Welcome to my work.

I’ve organized my poems in categories that encompass the major themes in my overall work. You’ll notice some overlap.

  • “Knowing Where to Stand” is a section of poems that also might be called “Welcoming Strangers,” because I think a lot about people who come to this country hoping to build a new life, what my responsibility is toward them, and ways in which we are all trying to find safety and Home.

  • Poems About Struggle and Hope” contains poems about social justice issues and world crises that I think should concern us all.

  • “Poems About Faith” includes work that comes out of my Christian faith and the way I both wrestle with and desire to honor God.

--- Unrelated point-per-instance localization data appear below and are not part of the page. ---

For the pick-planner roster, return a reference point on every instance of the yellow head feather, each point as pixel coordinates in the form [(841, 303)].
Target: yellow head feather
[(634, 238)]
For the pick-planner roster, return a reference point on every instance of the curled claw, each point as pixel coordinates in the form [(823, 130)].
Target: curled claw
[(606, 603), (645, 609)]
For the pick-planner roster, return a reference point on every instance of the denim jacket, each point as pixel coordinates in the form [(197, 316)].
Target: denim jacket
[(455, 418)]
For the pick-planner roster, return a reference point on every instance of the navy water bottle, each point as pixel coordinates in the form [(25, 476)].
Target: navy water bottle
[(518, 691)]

I hope you can find something here that speaks to you, some ways we can connect.

Knowing Where to Stand

In early 2024, my photographer friend, Asher Imtiaz, and I collaborated on an exhibition called “Knowing Where to Stand” that largely focused on our shared interest in “welcoming strangers”—that is, in welcoming international students, immigrants, and refugees to our city and country. I feel called to this in life and in my poems: To let people know they are heard and seen. To find in their stories a point of connection with my own. To affirm we are not as different as we may seem. Here are some of the poems I included in that exhibition.

Knowing Where to Stand

Knowing where to stand isn’t easy.
It’s not just about timing,
like snagging a spot at the curb
for the Christmas parade.
And it only partly depends on talent,
landing at the head of the line
with your foot in the door
and credentials in hand.
Intention has something to do with it.
But even after the best laid plans—
like a bride exactly here
and the groom over there
and a clear easy shot
down the lucky middle—
where to go next isn’t clear.

Knowing where to stand
always requires care:
Keeping in mind tender foliage
when you veer from the path
and feeling your way forward in the dark.
It’s relying on instincts,
removing your shoes
if the ground beneath you is holy
or, if the ground is unsteady,
not stepping at all.
And it’s learning how to discern:
How close can you get
to a stranger or lover or friend
without scaring them away?
How quickly does the water get deep
when you’re wading in?

Standing eye to eye and face to face
is a privilege, and to keep it requires
knowing how to behave
if someone shifts this way or that,
or be willing to move if they say
you’re blocking their sun.
Knowing if they trust you enough
to let you click the shutter.
If your honest answer
will land like a kiss on their lips.
If it’s time to consummate the deal.
Where to stand if you fail.



Displaced

I don’t know where to go.

Where people will go, I’ll go.
North, south, east, west,
if they stagger to the sea,
If they shift to and fro
from the right to the left
like a sparrow flits,
like a swallow flies,
I don’t know where to go.

Where people will go, I’ll go.
If they flee to the desert
half-starved and parched,
if they burrow in holes
in the north in the south,
like a battered reed,
like a smoldering wick,
I don’t know where to go.

Where people will go I’ll go.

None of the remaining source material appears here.